But if you’re anything like me, you don’t magically wake up on March 1st full of energy and motivation. Winter has a way of settling in. Less light. Heavier meals. More time indoors. Slower mornings. Later nights. Even if life kept moving, your body probably shifted into a quieter, conserving mode.

It's crazy how biology works. And your body is listening whether you are or not. But spring isn’t about punishing yourself for winter habits. It’s about noticing the season change and asking, “What would help me feel a little more alive right now?”

Now I'm not talking about a total overhaul or even setting up a strict plan. No, I'm talking about small shifts that help your body wake back up.

Energy doesn’t come from pushing harder. It comes from supporting your system as it transitions. So instead of trying to reinvent yourself this spring, let’s focus on something more doable — tiny shifts that boost your energy in ways that actually fit into real mom life.

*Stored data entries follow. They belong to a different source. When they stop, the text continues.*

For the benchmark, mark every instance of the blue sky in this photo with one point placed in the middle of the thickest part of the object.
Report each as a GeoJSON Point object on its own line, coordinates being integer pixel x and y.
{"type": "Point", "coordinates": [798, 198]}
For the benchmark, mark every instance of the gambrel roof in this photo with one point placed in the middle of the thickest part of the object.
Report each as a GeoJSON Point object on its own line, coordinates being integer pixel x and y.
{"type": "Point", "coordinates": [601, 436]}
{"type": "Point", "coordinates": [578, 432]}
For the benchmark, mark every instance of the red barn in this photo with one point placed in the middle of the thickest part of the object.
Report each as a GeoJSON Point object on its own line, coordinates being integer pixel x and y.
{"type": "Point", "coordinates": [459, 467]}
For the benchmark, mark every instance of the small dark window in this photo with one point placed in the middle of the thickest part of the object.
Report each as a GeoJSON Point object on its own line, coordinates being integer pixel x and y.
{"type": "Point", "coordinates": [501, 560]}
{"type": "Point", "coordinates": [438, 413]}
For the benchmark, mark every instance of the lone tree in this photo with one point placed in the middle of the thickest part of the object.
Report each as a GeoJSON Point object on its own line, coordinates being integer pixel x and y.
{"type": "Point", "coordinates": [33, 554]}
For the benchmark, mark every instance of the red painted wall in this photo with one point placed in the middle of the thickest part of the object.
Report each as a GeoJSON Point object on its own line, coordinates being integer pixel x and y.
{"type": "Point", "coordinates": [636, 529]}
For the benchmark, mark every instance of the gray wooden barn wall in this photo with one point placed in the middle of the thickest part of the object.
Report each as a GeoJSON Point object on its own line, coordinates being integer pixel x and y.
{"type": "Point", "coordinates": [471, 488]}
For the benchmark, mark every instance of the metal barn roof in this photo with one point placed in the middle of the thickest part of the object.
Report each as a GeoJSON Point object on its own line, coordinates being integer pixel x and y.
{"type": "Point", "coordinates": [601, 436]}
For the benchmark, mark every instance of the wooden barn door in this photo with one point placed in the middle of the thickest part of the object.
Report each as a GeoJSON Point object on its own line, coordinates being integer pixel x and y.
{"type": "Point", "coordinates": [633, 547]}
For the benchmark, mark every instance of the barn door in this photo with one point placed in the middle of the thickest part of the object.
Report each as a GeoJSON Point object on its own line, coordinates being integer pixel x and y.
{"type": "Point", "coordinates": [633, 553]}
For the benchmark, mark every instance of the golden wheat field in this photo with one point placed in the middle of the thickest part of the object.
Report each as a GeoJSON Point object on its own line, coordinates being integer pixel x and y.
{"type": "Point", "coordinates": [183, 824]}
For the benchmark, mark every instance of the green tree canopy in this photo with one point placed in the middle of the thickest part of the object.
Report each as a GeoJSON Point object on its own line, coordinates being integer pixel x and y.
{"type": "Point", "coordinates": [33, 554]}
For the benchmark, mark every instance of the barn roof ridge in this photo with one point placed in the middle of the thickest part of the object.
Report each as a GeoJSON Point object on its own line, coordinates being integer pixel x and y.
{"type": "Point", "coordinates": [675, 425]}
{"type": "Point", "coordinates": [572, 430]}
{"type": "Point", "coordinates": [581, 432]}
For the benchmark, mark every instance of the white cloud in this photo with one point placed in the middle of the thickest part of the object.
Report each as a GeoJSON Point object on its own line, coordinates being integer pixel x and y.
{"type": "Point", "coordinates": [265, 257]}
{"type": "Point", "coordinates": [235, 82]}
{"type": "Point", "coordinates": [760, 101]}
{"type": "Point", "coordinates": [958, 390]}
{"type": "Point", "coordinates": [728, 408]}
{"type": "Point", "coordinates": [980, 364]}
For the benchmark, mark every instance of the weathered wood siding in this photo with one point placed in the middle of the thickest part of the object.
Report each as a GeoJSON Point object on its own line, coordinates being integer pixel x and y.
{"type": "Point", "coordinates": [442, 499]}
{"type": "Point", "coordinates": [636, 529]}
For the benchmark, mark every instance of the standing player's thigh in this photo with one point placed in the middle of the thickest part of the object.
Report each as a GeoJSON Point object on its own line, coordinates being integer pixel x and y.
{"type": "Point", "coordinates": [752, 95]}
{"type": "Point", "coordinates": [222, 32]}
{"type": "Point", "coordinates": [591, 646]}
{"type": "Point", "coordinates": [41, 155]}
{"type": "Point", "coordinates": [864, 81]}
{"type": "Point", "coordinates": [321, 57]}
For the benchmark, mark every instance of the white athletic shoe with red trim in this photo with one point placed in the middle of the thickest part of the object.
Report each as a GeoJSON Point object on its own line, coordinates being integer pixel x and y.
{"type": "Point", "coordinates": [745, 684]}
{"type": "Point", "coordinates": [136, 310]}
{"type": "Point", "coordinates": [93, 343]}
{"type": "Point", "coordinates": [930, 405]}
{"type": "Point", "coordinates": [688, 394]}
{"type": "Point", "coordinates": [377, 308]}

Here are seven ways that I think make a difference.

Shift 1

Get Morning Light Within 15 Minutes of Waking

Let’s be honest. Most mornings, when we 1st wake up the first thing we often grab isn’t a glass of water.

It’s Our Phone...

We check messages.

Scroll social media.

Read emails.

Look at the news.

Start thinking about everyone else’s needs before we’ve even fully woken up.

The problem isn’t just distraction. It’s that your brain is receiving artificial light and stimulation before it receives natural light. And your nervous system is waking up to alerts instead of sunlight.

This shift is simple:

Before you jump onto a device, this new shift is to step outside for 5 to 10 minutes and let real outdoor light hit your eyes.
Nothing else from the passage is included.